The oil giant, Schlumberger (NYSE:SLB) is facing a decline of 17% in its stock because of the fall in crude oil prices. However, it is quite obvious how the company is suffering from an overflow of capital expenditure. This gives a signal that soon the price per share will fall from $128 to $105 approximately, even though it is widely believed that the stock is not worth as much as it is sold in the market. The oil industry may soon experience a decline, but it seems as if the odds are in the favor of Schlumberger (NYSE:SLB) as it does not face instability of the US stock markets, while having an upper hand in its technological and terrestrial cover. Let’s now try to understand the long term investment strategy for Schlumberger (NYSE:SLB).
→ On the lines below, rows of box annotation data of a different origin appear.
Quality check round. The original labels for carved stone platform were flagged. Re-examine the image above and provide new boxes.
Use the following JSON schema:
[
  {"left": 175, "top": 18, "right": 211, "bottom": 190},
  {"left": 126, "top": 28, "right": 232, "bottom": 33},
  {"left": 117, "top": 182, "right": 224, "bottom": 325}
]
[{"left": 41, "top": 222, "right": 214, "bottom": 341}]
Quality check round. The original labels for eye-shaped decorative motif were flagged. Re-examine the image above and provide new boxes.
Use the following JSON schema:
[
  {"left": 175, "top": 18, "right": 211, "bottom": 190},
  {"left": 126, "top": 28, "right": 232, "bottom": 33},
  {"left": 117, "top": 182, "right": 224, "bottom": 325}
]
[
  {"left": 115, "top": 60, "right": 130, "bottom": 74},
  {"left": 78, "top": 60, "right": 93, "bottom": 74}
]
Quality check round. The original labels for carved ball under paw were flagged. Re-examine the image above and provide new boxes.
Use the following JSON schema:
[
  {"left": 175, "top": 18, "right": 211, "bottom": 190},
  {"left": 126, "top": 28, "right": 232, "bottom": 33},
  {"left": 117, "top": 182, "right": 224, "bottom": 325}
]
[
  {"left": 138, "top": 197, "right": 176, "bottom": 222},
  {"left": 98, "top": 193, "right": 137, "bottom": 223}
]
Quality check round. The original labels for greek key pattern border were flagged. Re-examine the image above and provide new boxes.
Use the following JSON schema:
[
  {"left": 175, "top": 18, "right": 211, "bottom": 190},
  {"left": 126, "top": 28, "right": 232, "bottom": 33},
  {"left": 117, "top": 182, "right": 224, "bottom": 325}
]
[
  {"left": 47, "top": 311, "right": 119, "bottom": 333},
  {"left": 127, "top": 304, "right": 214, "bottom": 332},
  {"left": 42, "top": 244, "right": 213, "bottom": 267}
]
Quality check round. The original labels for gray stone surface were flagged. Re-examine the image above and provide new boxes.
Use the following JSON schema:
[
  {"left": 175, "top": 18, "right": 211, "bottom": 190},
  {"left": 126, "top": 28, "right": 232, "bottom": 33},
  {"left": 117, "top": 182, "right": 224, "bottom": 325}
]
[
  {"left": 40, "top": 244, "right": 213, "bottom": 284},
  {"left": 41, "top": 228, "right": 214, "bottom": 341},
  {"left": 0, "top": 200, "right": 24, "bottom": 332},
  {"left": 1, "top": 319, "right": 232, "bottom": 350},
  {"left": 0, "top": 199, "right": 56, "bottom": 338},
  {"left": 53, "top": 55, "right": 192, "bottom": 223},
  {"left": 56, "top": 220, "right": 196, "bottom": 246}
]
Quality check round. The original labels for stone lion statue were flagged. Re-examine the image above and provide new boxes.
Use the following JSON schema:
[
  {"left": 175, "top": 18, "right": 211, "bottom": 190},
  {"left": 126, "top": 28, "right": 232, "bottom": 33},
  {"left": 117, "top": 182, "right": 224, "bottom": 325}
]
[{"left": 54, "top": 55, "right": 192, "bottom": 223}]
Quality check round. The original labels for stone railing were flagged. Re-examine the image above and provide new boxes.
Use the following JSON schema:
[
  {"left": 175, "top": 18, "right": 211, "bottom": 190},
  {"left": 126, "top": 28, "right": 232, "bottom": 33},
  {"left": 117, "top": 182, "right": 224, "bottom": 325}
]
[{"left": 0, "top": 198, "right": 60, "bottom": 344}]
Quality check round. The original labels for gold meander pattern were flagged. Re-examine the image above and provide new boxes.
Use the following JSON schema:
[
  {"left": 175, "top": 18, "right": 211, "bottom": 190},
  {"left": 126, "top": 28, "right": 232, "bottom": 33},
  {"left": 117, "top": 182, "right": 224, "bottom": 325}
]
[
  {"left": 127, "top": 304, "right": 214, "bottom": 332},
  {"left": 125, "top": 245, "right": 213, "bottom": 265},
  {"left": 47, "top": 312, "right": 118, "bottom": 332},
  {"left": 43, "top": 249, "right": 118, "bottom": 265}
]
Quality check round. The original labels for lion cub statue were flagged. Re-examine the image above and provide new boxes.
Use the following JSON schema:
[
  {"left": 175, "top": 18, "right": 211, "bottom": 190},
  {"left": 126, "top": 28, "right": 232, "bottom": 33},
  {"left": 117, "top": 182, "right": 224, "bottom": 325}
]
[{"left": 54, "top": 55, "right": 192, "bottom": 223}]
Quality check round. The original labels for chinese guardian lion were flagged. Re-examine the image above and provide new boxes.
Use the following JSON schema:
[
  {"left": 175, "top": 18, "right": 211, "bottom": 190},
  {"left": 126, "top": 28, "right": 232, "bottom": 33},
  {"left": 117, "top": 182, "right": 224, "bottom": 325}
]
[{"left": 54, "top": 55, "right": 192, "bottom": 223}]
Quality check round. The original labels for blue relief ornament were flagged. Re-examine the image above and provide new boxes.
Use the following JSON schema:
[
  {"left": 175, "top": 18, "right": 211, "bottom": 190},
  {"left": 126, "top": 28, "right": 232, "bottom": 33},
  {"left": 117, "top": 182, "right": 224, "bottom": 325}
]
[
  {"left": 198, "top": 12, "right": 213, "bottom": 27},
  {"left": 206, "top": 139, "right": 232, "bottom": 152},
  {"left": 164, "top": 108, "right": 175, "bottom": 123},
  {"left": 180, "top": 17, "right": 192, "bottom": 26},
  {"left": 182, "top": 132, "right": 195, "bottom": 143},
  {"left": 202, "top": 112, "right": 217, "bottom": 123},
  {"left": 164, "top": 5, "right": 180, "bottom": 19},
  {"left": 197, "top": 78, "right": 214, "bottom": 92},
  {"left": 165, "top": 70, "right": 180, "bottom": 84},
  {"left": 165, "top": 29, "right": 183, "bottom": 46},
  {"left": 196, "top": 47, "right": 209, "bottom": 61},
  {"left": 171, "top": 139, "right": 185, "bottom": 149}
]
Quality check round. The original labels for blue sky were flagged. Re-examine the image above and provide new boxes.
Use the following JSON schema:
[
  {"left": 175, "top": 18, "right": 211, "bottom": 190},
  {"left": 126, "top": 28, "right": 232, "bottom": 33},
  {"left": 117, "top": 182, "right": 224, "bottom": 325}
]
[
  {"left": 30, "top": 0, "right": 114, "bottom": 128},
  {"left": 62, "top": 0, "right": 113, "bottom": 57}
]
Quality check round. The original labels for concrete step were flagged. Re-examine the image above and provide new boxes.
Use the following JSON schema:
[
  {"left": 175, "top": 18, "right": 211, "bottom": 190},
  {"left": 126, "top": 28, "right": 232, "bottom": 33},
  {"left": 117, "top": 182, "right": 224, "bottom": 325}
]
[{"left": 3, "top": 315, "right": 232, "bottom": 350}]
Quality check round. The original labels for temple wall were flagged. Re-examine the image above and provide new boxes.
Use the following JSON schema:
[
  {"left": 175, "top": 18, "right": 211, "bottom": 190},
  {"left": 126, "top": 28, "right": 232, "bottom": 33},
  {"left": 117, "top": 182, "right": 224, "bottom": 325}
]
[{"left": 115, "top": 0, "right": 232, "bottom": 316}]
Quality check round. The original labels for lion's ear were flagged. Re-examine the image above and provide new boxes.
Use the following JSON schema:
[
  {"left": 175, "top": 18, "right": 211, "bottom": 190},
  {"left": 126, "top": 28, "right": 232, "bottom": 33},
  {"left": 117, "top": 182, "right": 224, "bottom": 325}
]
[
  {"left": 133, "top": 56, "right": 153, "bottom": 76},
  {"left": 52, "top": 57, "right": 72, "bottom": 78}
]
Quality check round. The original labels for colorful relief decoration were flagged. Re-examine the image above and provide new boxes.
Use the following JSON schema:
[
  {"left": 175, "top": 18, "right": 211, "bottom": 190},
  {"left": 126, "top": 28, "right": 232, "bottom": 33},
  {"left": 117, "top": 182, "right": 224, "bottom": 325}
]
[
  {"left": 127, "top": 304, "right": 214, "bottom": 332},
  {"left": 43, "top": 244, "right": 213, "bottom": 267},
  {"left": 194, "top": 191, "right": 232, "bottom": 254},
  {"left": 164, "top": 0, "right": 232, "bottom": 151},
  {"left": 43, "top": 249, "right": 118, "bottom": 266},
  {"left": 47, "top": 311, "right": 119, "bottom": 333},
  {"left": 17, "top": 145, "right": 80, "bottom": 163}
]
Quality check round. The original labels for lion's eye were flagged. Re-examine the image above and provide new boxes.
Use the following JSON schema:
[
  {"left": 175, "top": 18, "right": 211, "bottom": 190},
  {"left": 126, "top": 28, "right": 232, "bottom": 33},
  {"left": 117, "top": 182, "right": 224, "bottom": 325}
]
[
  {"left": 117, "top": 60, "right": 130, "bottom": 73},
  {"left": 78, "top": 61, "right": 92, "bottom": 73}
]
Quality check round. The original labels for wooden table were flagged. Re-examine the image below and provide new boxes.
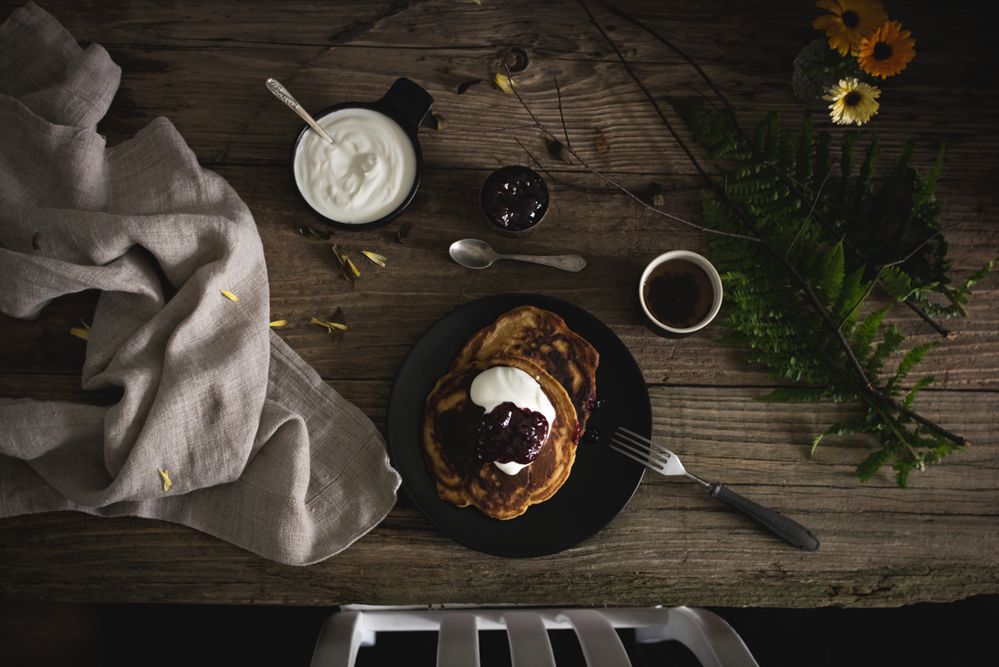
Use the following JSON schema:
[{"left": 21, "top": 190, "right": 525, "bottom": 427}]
[{"left": 0, "top": 0, "right": 999, "bottom": 607}]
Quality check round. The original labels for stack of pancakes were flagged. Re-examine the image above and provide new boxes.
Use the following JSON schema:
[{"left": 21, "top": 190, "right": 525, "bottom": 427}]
[{"left": 422, "top": 306, "right": 600, "bottom": 519}]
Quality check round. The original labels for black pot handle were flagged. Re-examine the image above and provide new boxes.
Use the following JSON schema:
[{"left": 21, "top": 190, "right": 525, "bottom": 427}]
[{"left": 378, "top": 79, "right": 434, "bottom": 132}]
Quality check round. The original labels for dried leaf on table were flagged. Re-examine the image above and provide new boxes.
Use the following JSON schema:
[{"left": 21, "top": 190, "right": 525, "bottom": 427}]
[
  {"left": 330, "top": 243, "right": 361, "bottom": 287},
  {"left": 158, "top": 468, "right": 173, "bottom": 491},
  {"left": 493, "top": 73, "right": 520, "bottom": 95},
  {"left": 455, "top": 79, "right": 482, "bottom": 95},
  {"left": 309, "top": 308, "right": 347, "bottom": 338},
  {"left": 361, "top": 250, "right": 388, "bottom": 266},
  {"left": 545, "top": 137, "right": 569, "bottom": 162}
]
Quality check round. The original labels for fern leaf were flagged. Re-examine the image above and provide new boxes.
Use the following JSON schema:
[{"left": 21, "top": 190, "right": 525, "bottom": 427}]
[
  {"left": 816, "top": 241, "right": 846, "bottom": 303},
  {"left": 857, "top": 447, "right": 894, "bottom": 482},
  {"left": 902, "top": 375, "right": 935, "bottom": 408}
]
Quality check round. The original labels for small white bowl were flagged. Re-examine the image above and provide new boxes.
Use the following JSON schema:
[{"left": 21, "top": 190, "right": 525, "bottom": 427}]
[{"left": 638, "top": 250, "right": 723, "bottom": 334}]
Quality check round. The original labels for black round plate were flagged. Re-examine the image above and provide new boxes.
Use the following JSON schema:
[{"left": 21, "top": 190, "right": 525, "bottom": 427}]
[{"left": 388, "top": 294, "right": 652, "bottom": 557}]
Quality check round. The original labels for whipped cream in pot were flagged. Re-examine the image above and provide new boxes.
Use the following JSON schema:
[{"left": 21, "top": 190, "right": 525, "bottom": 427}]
[
  {"left": 469, "top": 366, "right": 555, "bottom": 475},
  {"left": 294, "top": 107, "right": 417, "bottom": 224}
]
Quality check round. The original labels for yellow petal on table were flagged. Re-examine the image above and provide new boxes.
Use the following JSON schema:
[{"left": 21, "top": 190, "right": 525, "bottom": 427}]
[
  {"left": 493, "top": 74, "right": 520, "bottom": 95},
  {"left": 343, "top": 256, "right": 361, "bottom": 278},
  {"left": 361, "top": 250, "right": 388, "bottom": 266},
  {"left": 309, "top": 317, "right": 347, "bottom": 333},
  {"left": 159, "top": 468, "right": 173, "bottom": 491}
]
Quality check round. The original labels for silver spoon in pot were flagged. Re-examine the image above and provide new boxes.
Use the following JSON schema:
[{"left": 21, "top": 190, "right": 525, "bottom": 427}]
[
  {"left": 448, "top": 239, "right": 586, "bottom": 272},
  {"left": 267, "top": 79, "right": 336, "bottom": 144}
]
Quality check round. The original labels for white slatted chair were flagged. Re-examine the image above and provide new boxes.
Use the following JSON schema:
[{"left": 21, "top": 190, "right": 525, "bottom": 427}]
[{"left": 312, "top": 605, "right": 758, "bottom": 667}]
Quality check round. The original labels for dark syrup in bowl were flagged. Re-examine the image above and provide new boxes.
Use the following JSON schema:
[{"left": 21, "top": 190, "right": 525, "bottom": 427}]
[{"left": 642, "top": 259, "right": 715, "bottom": 329}]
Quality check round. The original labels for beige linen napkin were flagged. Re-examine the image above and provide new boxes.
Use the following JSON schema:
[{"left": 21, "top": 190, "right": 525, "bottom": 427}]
[{"left": 0, "top": 4, "right": 399, "bottom": 565}]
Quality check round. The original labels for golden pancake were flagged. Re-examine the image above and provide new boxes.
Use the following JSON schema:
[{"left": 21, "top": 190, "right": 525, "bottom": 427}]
[
  {"left": 451, "top": 306, "right": 600, "bottom": 435},
  {"left": 421, "top": 357, "right": 578, "bottom": 519}
]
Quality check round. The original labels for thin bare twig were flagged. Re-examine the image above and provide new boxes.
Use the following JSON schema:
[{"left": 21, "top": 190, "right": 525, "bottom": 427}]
[
  {"left": 839, "top": 230, "right": 942, "bottom": 329},
  {"left": 554, "top": 76, "right": 572, "bottom": 148},
  {"left": 784, "top": 162, "right": 843, "bottom": 260},
  {"left": 506, "top": 68, "right": 760, "bottom": 243},
  {"left": 600, "top": 0, "right": 955, "bottom": 338},
  {"left": 513, "top": 137, "right": 620, "bottom": 194},
  {"left": 572, "top": 0, "right": 968, "bottom": 445}
]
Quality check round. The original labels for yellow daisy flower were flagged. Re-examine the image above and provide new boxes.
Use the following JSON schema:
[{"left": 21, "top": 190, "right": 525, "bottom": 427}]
[
  {"left": 823, "top": 79, "right": 881, "bottom": 125},
  {"left": 857, "top": 21, "right": 916, "bottom": 79},
  {"left": 812, "top": 0, "right": 888, "bottom": 56}
]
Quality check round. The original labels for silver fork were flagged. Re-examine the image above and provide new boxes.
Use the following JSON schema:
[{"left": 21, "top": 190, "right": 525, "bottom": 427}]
[{"left": 610, "top": 427, "right": 819, "bottom": 551}]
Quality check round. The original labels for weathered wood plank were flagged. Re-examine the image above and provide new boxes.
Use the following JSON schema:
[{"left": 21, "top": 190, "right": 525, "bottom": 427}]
[
  {"left": 0, "top": 377, "right": 999, "bottom": 606},
  {"left": 0, "top": 1, "right": 999, "bottom": 180},
  {"left": 0, "top": 167, "right": 999, "bottom": 388},
  {"left": 0, "top": 0, "right": 999, "bottom": 606}
]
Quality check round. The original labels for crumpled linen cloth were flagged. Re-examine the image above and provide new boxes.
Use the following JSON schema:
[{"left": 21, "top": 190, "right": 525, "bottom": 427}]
[{"left": 0, "top": 4, "right": 399, "bottom": 565}]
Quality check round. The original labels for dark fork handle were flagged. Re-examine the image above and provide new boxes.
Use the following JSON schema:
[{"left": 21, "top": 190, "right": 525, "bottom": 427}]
[{"left": 708, "top": 482, "right": 819, "bottom": 551}]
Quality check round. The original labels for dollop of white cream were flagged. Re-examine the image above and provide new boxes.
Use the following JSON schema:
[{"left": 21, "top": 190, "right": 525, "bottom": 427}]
[
  {"left": 295, "top": 107, "right": 416, "bottom": 224},
  {"left": 469, "top": 366, "right": 555, "bottom": 475}
]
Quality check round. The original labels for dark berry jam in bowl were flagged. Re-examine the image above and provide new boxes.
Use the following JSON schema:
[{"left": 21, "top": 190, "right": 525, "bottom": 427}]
[
  {"left": 479, "top": 166, "right": 549, "bottom": 236},
  {"left": 475, "top": 401, "right": 548, "bottom": 465}
]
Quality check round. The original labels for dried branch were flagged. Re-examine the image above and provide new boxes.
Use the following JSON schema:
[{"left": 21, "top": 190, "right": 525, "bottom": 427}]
[
  {"left": 596, "top": 0, "right": 956, "bottom": 338},
  {"left": 507, "top": 68, "right": 760, "bottom": 243},
  {"left": 548, "top": 0, "right": 968, "bottom": 445}
]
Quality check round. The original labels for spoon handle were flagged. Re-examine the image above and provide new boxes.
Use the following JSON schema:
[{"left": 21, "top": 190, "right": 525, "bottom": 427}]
[
  {"left": 499, "top": 255, "right": 586, "bottom": 273},
  {"left": 267, "top": 79, "right": 336, "bottom": 144}
]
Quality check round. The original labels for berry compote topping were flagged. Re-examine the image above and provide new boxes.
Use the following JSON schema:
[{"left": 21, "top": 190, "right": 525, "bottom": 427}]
[
  {"left": 475, "top": 401, "right": 548, "bottom": 465},
  {"left": 481, "top": 167, "right": 548, "bottom": 232}
]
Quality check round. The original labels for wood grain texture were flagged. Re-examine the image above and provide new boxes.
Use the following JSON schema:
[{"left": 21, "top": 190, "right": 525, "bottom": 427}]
[
  {"left": 0, "top": 376, "right": 999, "bottom": 606},
  {"left": 0, "top": 0, "right": 999, "bottom": 607}
]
While taking a view of the cash flows, it can be seen that the capital expenditure for oil and gas companies led to a great fall by over 35% in the prices of crude oil. The decrease in the price of crude oil has reduced the cash flow by more than $50 billion for the firms in oil industry. Other major oilfield services companies, such as ConocoPhillips and Malaysia’s Petronas have updated that the upcoming 2015 budget will have a setback in their production because of this.
Without the low marginal production cost and long investment planning cycles, the oil firms are probably about to take the largest cut. Schlumberger (NYSE:SLB) makes only 1/3rd of its revenue from North America and the use of pressure pumping is just 15% rather than 30% of Halliburton. This makes Schlumberger (NYSE:SLB) less likely to get bothered by the high cost and falling prices. Also, the company invests and makes further profits from ultra-deep water exploration and they are usually replaced by the larger scale, more capital rich oil companies. So the chances of a similar decline in the contracts from these operations are very low. Nevertheless, the costumers may have more power in bargaining the prices as the number of competition is too much.
It would not be wrong to say that oilfield sector will continue to stay strong for a long period of time. The oil prices are highly unstable for the time being giving irregular cash flows for the firms operating in the oil industry. However, these prices will soon get a grip as soon as the supply is adjusted and the demand escalates. The companies are possibly going to delay their investment tactics instead of calling them off. In addition to this, we cannot ignore the fact that the production of hydrocarbon is becoming costlier as the simpler traditional shallow reserves of water and land are not available as much as they used to. The discovery of oil and its production is turning more complicated, while the exploration and production firms are taking over the process whilst being supported from the oilfield service companies. This can lead to better shareholder returns and upgrading the price of oil.